During World War II, he was a chaplain in the Third Army's VIII Corps and was the first US Army Chaplain to enter and participate in the liberation of the Buchenwald concentration camp on April 11, 1945, barely an hour after it had been liberated by George Patton's troops. Schacter remained at Buchenwald for months, tending to survivors and leading religious services. One of the children whom he personally rescued from the camp was then 7-year old Yisrael Meir Lau, who grew up to become the Ashkenazi Chief Rabbi of Israel. Later he aided in the resettlement of displaced persons, one of whom was teenaged Elie Wiesel, one of some thousand Jewish orphans liberated that day. He was discharged from the Army with the rank of captain.

Schacter was the rabbi of the Mosholu Jewish Center in the Bronx from 1947 till it closed in 1999.

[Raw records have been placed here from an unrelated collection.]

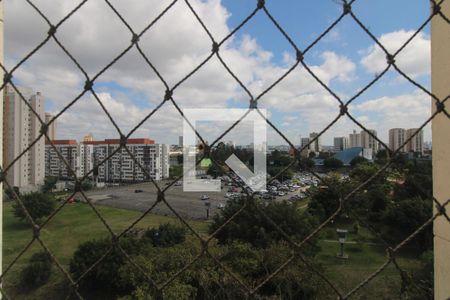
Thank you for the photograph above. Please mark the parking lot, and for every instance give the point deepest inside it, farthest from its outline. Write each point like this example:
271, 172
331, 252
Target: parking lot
189, 205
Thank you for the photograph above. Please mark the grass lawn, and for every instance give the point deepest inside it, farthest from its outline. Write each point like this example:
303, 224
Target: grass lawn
73, 225
77, 223
364, 259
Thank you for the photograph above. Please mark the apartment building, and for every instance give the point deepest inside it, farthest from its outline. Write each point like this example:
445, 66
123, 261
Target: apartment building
58, 164
87, 157
368, 141
416, 142
340, 143
151, 160
315, 146
354, 139
397, 138
51, 131
21, 127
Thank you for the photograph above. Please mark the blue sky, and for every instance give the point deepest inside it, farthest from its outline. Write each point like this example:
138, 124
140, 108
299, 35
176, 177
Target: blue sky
346, 59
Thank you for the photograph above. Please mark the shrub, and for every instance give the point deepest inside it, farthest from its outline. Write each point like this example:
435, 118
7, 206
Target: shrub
166, 235
37, 272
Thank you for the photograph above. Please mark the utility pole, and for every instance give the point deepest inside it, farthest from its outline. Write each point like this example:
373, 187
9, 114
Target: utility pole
1, 137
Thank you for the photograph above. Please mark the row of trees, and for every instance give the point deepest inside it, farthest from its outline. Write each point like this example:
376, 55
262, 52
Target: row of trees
250, 247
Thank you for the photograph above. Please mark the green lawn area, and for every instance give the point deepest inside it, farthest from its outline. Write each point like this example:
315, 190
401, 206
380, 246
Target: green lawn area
364, 258
73, 225
77, 223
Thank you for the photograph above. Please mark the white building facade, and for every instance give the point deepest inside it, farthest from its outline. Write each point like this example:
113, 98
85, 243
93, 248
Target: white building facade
21, 127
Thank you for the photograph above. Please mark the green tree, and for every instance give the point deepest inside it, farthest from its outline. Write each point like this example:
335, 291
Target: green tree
104, 275
404, 217
49, 184
10, 192
253, 227
332, 163
363, 171
36, 272
358, 160
324, 200
38, 205
305, 163
175, 171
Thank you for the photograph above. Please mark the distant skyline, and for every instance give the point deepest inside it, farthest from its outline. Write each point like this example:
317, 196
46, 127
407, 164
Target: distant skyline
346, 59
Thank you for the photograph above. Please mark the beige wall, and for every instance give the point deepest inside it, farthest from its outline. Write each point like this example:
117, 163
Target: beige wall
1, 136
440, 68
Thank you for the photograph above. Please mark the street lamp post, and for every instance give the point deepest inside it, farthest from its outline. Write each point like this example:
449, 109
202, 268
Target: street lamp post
342, 236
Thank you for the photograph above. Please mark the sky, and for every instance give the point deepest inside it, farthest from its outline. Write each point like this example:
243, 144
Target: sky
345, 59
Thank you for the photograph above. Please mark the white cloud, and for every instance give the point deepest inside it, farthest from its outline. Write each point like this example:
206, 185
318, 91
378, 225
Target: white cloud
175, 45
405, 111
414, 59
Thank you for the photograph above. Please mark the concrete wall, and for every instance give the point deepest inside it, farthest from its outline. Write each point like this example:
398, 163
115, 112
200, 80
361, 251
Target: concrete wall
440, 68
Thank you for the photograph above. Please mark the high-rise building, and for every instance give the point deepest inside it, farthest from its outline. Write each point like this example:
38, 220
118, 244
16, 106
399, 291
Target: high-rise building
21, 127
304, 142
340, 143
396, 139
354, 139
89, 155
315, 146
416, 142
59, 157
51, 131
368, 141
152, 160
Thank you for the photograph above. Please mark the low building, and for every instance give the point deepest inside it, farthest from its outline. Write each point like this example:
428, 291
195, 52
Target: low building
347, 155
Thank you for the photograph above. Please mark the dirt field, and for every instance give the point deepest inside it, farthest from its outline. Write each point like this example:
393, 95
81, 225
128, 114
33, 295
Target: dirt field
187, 204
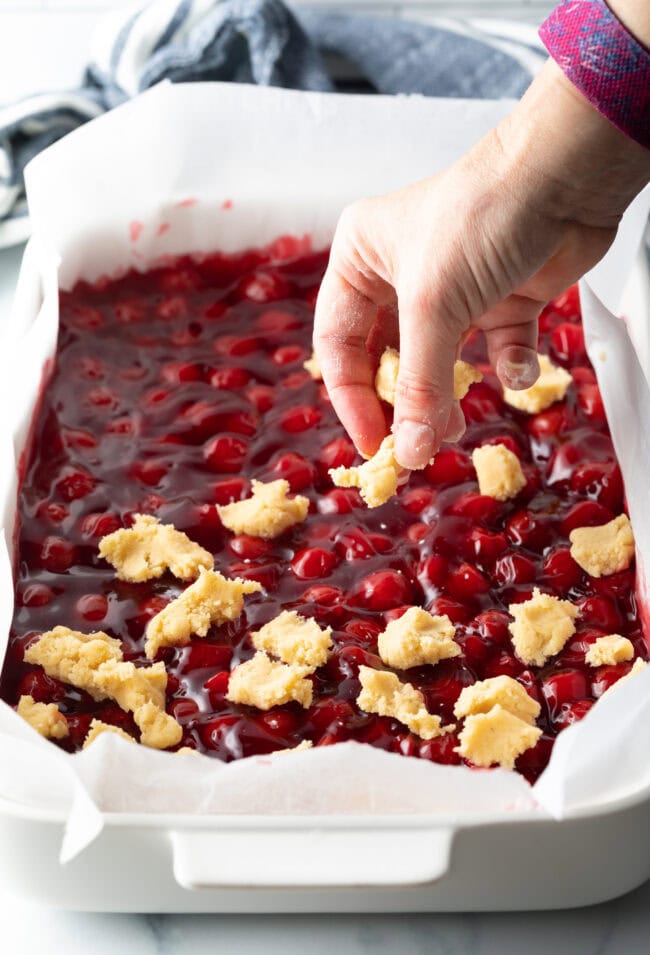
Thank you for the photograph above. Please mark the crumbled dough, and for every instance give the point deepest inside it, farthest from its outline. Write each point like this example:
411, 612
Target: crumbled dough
465, 375
294, 639
384, 694
498, 471
610, 650
496, 737
501, 691
306, 744
417, 638
93, 662
541, 627
268, 513
98, 727
637, 667
148, 548
377, 478
313, 367
45, 718
212, 599
386, 378
265, 683
551, 386
605, 549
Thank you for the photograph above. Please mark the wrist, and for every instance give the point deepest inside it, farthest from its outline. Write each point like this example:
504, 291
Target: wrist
575, 163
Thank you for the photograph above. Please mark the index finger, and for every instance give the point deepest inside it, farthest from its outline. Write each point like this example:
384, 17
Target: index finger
343, 320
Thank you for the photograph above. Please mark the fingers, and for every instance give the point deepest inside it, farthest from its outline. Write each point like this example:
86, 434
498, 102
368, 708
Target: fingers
343, 320
424, 395
511, 336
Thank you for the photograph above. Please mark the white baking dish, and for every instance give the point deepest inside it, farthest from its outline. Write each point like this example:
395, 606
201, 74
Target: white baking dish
442, 861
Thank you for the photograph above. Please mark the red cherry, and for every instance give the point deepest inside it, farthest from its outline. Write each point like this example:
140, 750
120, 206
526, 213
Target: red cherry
230, 489
53, 512
572, 713
415, 500
531, 530
183, 710
150, 471
485, 546
466, 583
237, 344
295, 469
561, 569
564, 686
75, 483
601, 481
384, 589
477, 507
515, 569
36, 595
585, 514
177, 372
444, 606
264, 287
225, 454
568, 342
601, 612
300, 418
451, 465
312, 562
57, 554
568, 303
250, 548
229, 378
262, 397
277, 320
288, 355
92, 606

In 1956 he went to the Soviet Union with an American rabbinic delegation as advocate for the rights of Soviet Jews. He also served as an adviser on the subject to President Richard Nixon.

In 1971 Rabbi Schacter headed up the intra-denominational effort to maintain the Divinity exemption in the Vietnam draft. In this he was aided by Rabbi Moshe Sherer, president of Agudath Israel of America, Rabbi Herman Neuberger, Rav Moshe Feinstein, Rav Shneur Kotler, Rav Boruch Sorotzkin, Rav Gedalia Schorr, Rav Aaron Schechter, and Rabbi Yaakov Perlow.

==Death==
Schacter lived in the Riverdale, Bronx and died March 21, 2013. He was 95. His wife, the former Pnina Gewirtz, whom he married in 1948, died October 31, 2018. They were survived by a son, Jacob J. Schacter, the former director of the Soloveitchik Institute; a daughter, Miriam Schacter; four grandchildren; and eight great-grandchildren.